Most mechanical bolted joints and connectors come with the appropriate hardware, but what happens when you have to provide your own?

What's in a bolted joint? This seems like a simple question. You obviously need a bolt, a nut and some washers. But, there's more to it when it comes to joining different conducting materials. Depending on the kinds of materials you're joining, you may need some special hardware. Let's walk through a set of steps that will help you choose the right hardware for your joint or connection.

Step 1: Verify bus bar conducting metals. Typically, you'll find these conducting metals used for bus bars:

- Tin-plated aluminum;

- Silver-plated copper; and

- Bare copper.

In switchyards, you may also find steel used at certain connection points.

Step 2: Verify connection composite. Based on the types of conducting metals you're connecting, you'll need specific hardware. Therefore, you must verify the connection composite. Typical scenarios include copper-to-copper; copper-to-aluminum; and aluminum-to-aluminum. As a general rule, you're less likely to have a copper-to-steel or aluminum-to-steel connection, but it's possible.

Step 3: Choose hardware materials. Using the proper hardware material for the specific connection composite helps ensure the connection's integrity will last. Your choices include silicon bronze, aluminum, stainless steel and galvanized steel.

- For copper-to-copper joints, you should use silicon bronze or stainless steel hardware.
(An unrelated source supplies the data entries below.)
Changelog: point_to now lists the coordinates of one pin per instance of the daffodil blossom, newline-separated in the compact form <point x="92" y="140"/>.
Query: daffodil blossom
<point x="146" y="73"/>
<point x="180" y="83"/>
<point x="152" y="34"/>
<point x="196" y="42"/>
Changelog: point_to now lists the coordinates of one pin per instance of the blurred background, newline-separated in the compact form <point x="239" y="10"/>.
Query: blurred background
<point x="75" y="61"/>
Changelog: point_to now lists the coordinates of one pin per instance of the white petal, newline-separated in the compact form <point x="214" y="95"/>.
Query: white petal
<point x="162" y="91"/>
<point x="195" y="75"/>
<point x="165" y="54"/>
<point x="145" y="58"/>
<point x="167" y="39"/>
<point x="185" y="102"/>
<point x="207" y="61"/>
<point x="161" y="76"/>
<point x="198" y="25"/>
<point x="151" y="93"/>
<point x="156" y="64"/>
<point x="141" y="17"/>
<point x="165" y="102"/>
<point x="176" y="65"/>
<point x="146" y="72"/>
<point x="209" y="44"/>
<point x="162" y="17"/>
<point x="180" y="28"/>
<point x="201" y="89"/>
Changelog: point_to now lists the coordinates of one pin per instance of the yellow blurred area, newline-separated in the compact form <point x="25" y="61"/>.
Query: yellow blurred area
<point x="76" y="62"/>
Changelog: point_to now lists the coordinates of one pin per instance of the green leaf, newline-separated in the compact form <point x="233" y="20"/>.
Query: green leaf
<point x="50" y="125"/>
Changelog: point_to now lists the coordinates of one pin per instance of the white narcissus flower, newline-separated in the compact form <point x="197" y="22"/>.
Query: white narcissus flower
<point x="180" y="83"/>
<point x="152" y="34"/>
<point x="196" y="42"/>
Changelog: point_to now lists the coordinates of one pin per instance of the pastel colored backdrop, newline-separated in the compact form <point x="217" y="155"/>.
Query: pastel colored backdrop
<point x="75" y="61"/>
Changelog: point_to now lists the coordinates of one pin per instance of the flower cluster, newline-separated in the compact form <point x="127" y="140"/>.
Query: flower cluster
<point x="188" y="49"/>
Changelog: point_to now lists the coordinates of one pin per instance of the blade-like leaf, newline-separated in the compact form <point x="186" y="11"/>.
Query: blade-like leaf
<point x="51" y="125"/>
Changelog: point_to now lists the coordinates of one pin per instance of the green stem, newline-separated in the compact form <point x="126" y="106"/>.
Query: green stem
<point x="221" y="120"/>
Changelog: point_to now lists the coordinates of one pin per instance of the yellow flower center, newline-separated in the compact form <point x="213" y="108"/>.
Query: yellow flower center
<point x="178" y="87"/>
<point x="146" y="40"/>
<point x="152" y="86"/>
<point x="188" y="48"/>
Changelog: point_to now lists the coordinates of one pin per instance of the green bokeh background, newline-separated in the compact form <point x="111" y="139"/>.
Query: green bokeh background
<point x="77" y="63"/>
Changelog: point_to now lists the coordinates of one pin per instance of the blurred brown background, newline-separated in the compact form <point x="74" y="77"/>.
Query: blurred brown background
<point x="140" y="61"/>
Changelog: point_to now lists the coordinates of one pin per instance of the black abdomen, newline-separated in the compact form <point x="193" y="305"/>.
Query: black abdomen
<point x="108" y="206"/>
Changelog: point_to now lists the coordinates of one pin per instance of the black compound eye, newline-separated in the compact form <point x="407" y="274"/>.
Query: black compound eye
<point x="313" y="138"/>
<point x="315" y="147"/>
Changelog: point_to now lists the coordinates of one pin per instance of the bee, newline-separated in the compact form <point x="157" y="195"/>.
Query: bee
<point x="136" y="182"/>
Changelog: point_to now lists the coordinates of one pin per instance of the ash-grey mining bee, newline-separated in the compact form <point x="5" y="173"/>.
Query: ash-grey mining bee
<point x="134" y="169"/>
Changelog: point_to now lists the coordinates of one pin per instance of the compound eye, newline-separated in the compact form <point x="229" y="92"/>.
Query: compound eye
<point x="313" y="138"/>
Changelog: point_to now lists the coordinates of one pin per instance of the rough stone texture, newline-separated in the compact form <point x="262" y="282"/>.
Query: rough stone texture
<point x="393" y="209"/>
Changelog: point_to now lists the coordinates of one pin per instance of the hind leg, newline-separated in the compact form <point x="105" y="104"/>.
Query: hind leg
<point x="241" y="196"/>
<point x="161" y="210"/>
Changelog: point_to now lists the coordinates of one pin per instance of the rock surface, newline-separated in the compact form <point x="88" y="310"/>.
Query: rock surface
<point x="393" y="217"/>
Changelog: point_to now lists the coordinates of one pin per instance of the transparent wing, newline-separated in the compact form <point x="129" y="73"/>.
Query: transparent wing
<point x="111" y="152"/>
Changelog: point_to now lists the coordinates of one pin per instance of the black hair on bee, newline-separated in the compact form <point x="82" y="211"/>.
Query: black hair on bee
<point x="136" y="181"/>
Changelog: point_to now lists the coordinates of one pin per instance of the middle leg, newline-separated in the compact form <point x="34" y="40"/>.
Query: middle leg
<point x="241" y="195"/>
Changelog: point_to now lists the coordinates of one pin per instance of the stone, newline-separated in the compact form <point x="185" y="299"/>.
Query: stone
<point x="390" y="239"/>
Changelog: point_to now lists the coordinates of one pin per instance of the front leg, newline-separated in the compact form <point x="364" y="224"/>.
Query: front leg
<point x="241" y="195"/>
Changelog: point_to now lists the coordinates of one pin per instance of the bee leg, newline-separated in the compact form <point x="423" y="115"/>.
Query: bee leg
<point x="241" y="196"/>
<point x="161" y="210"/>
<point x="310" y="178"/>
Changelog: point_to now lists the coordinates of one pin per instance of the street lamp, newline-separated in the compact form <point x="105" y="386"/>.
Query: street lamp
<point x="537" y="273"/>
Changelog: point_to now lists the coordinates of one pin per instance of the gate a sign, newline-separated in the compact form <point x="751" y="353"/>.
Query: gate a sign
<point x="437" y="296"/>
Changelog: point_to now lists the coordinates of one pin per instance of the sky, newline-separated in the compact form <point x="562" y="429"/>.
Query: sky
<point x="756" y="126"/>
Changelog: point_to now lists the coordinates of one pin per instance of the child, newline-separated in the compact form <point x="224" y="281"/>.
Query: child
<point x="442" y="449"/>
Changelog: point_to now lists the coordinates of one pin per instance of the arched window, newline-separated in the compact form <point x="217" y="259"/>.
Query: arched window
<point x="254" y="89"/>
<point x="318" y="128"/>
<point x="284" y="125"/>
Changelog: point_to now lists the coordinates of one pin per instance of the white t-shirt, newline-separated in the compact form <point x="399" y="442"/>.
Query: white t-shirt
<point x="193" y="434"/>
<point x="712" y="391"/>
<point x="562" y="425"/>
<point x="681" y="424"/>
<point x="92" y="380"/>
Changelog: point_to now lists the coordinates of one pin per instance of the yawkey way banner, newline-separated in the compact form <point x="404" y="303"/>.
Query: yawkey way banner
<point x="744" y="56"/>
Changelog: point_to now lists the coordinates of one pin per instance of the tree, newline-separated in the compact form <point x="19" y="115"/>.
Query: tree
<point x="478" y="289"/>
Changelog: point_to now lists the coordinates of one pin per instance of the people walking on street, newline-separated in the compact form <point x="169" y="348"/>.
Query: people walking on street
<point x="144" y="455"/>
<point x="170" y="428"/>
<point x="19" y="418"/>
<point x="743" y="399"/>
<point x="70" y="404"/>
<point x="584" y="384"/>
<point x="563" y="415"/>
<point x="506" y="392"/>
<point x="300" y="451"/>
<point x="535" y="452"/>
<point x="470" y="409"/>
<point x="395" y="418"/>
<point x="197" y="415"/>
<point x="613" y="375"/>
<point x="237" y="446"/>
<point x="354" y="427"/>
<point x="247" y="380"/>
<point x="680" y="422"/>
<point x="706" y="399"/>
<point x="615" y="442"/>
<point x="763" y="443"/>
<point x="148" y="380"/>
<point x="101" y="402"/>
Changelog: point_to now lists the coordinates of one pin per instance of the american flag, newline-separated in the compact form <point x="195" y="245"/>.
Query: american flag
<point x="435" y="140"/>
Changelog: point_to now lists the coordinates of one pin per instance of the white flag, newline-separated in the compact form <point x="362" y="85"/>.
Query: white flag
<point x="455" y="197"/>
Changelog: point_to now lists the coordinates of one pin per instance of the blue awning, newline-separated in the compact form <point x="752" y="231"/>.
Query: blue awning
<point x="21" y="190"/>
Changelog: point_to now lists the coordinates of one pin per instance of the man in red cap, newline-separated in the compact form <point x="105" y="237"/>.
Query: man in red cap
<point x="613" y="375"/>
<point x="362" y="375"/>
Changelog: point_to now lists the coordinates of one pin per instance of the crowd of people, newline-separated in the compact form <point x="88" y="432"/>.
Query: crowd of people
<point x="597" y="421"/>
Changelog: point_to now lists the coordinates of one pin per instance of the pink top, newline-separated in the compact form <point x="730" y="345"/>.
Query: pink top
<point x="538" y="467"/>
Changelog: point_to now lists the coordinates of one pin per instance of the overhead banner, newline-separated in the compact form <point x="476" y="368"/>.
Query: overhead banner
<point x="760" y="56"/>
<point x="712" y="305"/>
- For copper-to-aluminum joints, use tin-plated silicon bronze hardware or stainless steel hardware.

- For aluminum-to-aluminum joints, you should use aluminum or stainless steel hardware.

- For copper-to-steel joints, you can use silicon bronze, stainless steel or galvanized steel hardware.

- For aluminum-to-steel joints, you can use tin-plated silicon bronze hardware, as well as stainless and galvanized steel hardware.

See Table 1 on page 28F for a list of recommended hardware materials for connection composites.

Step 4: Choose bolted joint configuration. According to Framatone Connectors International (FCI), Manchester, N.H., you have two choices of bolted joint configurations, as shown in Fig. 1. Your choice depends on the connection composite, as mentioned above. Note that both configurations (Fig. 1A and Fig. 1B) include a bolt, nut and flat washer. However, Fig. 1B also includes a Belleville washer.

Use the Fig. 1A configuration for copper-to-copper joints. Depending on the type of metal in the hardware, you can also use this configuration for aluminum-to-aluminum and copper-to-steel joints.

Use the Fig. 1B configuration for copper-to-aluminum and aluminum-to-steel joints. Depending on the type of metal in the hardware you're using, you can also use this configuration for aluminum-to-aluminum and copper-to-steel.

See Table 1 on page 28F for joint configurations, per connection composites.

Throughout the industry, opinions vary as to what the "correct" method is to install Belleville washers. According to FCI, the following is a successful, time-tested procedure (refer to Fig. 1B):

- First, place a flat washer between the concave side of the Belleville washer and the surface of the member you're joining. By doing so, you capture the Belleville between the bolt head and large flat washer. (Make sure you use a flat washer having an outside diameter greater than that of the flattened Belleville so there is no overhang. Also, choose a flat washer that's twice the thickness of the Belleville.)

- Second, fit the assembly (bolt, Belleville and flat washer) into its hole. (Make sure there's no interference with washers of adjacent bolts and no overhang over surface edges.)

- Third, tighten the nut (with a washer of its own) onto the bolt until you feel a sudden and noticeable increase in torque. The Belleville is now flat; it's not necessary to "back off" the nut after you've tightened to this point.

Step 5: Apply correct torque. Probably the most important task in making a bolted joint is applying the correct torque to tighten the components. Remember, every field termination (from the smallest low-voltage screw terminal to the largest lug) has an optimum torque value that produces the most reliable, low-resistant joint. See optimum torque values for the most common materials and sizes of hardware used in making electrical connections in Table 2 on page 28F.

One common question is: "Does torquing a bolt beyond its optimum torque value make for a better connection?" The answer is an emphatic "NO!" The only effect is possible damage to the bolt and connection itself. The better practice is to initially install hardware to the recommended torque values, and then periodically check for signs of loosening or overheating before making any adjustments.

So, how does the tightening of a connection affect contact resistance anyway? Let's say you torque a bolt to produce a contact force of F1. By doing so, you reduce the contact resistance to a lower value, R1. But, through creep and temperature cycling, the connection materials may relax and result in a different contact force (F2).

Looking at Fig. 2, on page 28D, you can see that the relaxation curve differs from the tightening curve. Although the materials relax to a contact force of F2, the contact resistance remains relatively constant. This indicates a stable connection throughout the F1-to-F2 contact force range.

If you make sure you have the right hardware for your particular joint or connection, you can keep bolted joints and connections from getting you uptight.